In 1979 Carter made the ultimate mistake – he was honest in the White House. In contrast to the irresponsible consequence-free consumerism that followed in the Reagan-Bush-Clinton-Bush era, Carter warned Americans that the party needed to end – that we would have to live collectively as adults and face the consequences of our actions.
In contrast to our current terminal SUV-laden childish “I’m an American and I can drive anything I damn please” culture, Carter warned, “We can't go on consuming 40 percent more energy than we produce. When we import oil we are also importing inflation plus unemployment.” Carter went even further, questioning the whole economic, environmental and cultural impact of conspicuous consumption itself. In his “Malaise Speech” on July 15 th, 1979, Carter warned, “In a nation that was proud of hard work, strong families, close-knit communities, and our faith in God, too many of us now tend to worship self-indulgence and consumption. Human identity is no longer defined by what one does, but by what one owns. But we've discovered that owning things and consuming things does not satisfy our longing for meaning. We've learned that piling up material goods cannot fill the emptiness of lives which have no confidence or purpose.”

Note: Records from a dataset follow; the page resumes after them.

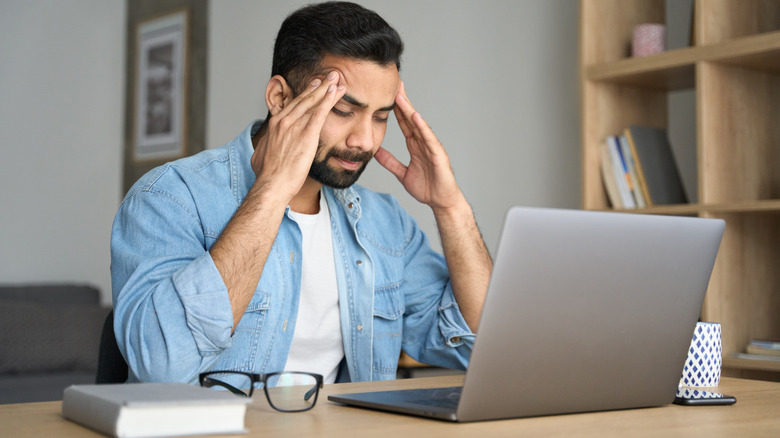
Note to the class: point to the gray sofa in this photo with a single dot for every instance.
(49, 339)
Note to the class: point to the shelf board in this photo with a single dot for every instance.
(676, 69)
(764, 206)
(751, 364)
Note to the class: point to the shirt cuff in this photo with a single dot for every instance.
(206, 304)
(452, 325)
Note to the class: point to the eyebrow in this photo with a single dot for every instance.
(352, 101)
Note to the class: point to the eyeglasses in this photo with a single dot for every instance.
(285, 391)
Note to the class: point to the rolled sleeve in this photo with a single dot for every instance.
(206, 305)
(453, 327)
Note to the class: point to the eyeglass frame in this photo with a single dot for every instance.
(263, 378)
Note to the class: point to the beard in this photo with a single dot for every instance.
(321, 172)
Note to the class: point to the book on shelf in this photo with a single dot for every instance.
(154, 409)
(608, 177)
(750, 356)
(633, 175)
(619, 173)
(764, 347)
(655, 166)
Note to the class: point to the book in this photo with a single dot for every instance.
(656, 167)
(766, 343)
(154, 409)
(608, 177)
(765, 347)
(630, 164)
(756, 357)
(626, 196)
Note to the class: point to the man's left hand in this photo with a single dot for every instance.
(428, 177)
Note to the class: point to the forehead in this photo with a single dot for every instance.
(366, 81)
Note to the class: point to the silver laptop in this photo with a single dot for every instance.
(586, 311)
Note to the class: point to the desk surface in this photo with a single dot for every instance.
(755, 414)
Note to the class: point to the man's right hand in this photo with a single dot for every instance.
(283, 157)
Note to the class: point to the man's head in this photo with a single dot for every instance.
(365, 51)
(332, 28)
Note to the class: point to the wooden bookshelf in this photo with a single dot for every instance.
(734, 68)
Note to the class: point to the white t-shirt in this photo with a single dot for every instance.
(317, 343)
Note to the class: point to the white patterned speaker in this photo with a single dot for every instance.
(702, 368)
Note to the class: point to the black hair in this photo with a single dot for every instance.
(332, 28)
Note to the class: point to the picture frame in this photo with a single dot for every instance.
(161, 84)
(166, 84)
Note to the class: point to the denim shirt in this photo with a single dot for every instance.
(173, 319)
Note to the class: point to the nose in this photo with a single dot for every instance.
(361, 135)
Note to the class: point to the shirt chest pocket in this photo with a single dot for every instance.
(256, 314)
(388, 313)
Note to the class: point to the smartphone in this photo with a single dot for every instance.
(697, 397)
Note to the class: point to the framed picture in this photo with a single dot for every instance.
(166, 84)
(159, 129)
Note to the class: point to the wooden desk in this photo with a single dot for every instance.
(755, 414)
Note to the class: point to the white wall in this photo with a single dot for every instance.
(497, 80)
(61, 91)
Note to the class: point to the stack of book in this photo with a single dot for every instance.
(639, 170)
(761, 349)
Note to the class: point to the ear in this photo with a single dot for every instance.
(277, 94)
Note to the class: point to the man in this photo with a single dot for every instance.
(262, 255)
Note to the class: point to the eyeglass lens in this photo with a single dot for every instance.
(288, 391)
(292, 391)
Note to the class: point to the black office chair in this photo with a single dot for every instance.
(112, 367)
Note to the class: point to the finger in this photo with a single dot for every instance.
(403, 123)
(389, 162)
(313, 95)
(320, 112)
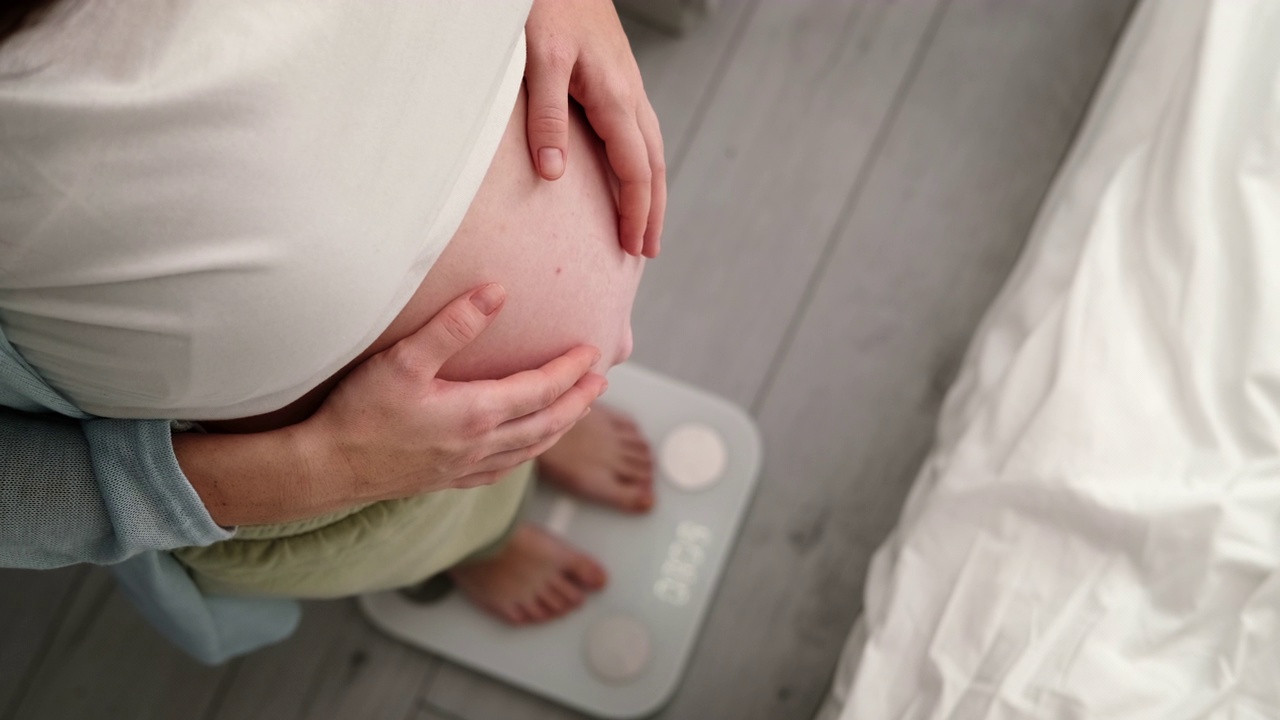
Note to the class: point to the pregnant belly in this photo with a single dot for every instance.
(554, 249)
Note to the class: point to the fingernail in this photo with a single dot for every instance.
(489, 297)
(551, 160)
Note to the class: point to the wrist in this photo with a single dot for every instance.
(257, 478)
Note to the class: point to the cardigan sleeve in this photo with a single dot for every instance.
(92, 491)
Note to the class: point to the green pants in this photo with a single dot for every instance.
(374, 547)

With this speech, Carter challenged the very ethos of the upcoming Reagan Revolution – greed, irresponsibility and living for consequence-free immediate gratification, the world be damned. Carter told Americans that we had to live responsibly, and this, along with Reagan’s Iran treason, was his ultimate downfall. Carter proposed capping oil imports at 1977 levels, cutting oil usage 50% by 1990 and engaging in an unprecedented peacetime spending plan to develop alternative fuel sources, with the goal of producing 20% of our energy from solar sources by the year 2000.
Ultimately, the Reagan presidency undermined American culture, legitimizing greed as an acceptable value. He promised to shrink government but instead gave us record deficits driven by tax cuts to the wealthy and corporations coupled with increases in military spending. He allowed Savings and Loan administrators such as Neil Bush to loot their own banks, ultimately costing us almost one trillion dollars. He set back conservation efforts and the fight against global warming by 25 years, all but guaranteeing an environmental calamity. He had no qualms about taking the food out of the mouths of poor children. He poisoned our judiciary with ideologically driven reactionary judges such as Antonin Scalia, ultimately leading to George W. Bush’s appointment to the White House.
He transformed us from being a mature nation responsibly planning for our future into a hedonistic band of overgrown toddlers on a credit card high. He got reelected because it’s more fun to spend than to save, and easier to pillage than to conserve. This culture of selfishness and irresponsibility is Reagan’s true legacy. He not only poisoned our environment. He poisoned our national ethos. Most of our current problems, including the imbecile now in the White House, have their roots in the Reagan presidency.